人前で行う「プレゼン」が苦手というビジネスパーソンはたくさんいます。でも、プレゼンの達人である澤円さんは、そもそもプレゼンという行為の考え方自体がずれている場合が多いと言います。魅力あるプレゼンをつくる前提条件と、具体的なプロセスに沿ってそのコツを聞きました。

プレゼンは聞き手に贈る「プレゼント」

僕は、プレゼンは聞き手への「プレゼント」だと考えています。ただ何かを説明し、商品やサービスをすすめることではなく、聞き手に「大切なメッセージを贈る」という意味です。少なくとも「土産話になるようないいネタを渡してあげる」。そんな親密な姿勢が必要です。

人にプレゼントを贈るとき、注意したいのは、相手を勝手に「括る」とそのプレゼントは喜ばれないというメカニズムです。たとえば、相手がティファニーのジュエリーが好きなのであれば、ティファニーを贈るととても喜ばれることは間違いありません。でも、固定観念で「女性はティファニーが好きだから」とだけ考えていると、相手にとってのありがたみがまったく変わってきます。あたりまえですが、ティファニーに惹かれない女性もたくさんいるからです。でも、この間違いをおかす人が実に多いのです。

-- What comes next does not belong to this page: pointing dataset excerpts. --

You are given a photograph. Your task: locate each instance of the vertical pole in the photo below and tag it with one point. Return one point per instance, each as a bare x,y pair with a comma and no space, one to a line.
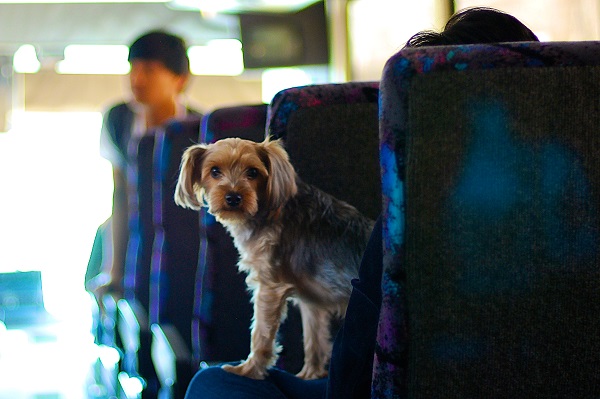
337,25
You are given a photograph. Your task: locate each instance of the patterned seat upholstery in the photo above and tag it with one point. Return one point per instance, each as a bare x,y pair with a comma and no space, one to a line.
222,309
330,133
491,230
174,262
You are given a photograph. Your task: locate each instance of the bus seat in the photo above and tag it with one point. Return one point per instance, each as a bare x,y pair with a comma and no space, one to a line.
218,324
133,309
331,134
491,222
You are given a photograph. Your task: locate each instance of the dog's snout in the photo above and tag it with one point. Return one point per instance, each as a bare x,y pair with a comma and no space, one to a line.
233,199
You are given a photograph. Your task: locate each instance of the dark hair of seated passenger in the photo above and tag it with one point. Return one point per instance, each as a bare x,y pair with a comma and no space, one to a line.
476,25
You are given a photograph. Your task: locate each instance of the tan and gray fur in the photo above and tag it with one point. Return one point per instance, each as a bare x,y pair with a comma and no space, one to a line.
295,242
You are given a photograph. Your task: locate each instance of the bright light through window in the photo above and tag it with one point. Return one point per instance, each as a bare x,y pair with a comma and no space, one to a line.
277,79
25,60
56,191
219,57
94,59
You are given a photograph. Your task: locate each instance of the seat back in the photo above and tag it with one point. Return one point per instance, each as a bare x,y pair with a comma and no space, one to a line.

そこで、プレゼントを贈るときは、個別具体的に相手を見る必要があります。ただ、プレゼンというのは不特定多数に向けて行うため、プレゼント選びがちょっと難しい。簡単に言うと、個々の相手に贈るメッセージを考えながらも、その場の人たちが「最大公約数」として受け入れることができる情報や要素が、プレゼンのいいネタになります。

まずは、人を「属性(性質・特徴)」などの枠組みで括らないことを意識してください。女性だから、男性だから、ビジネスパーソンだから……と考えないことが大前提となります。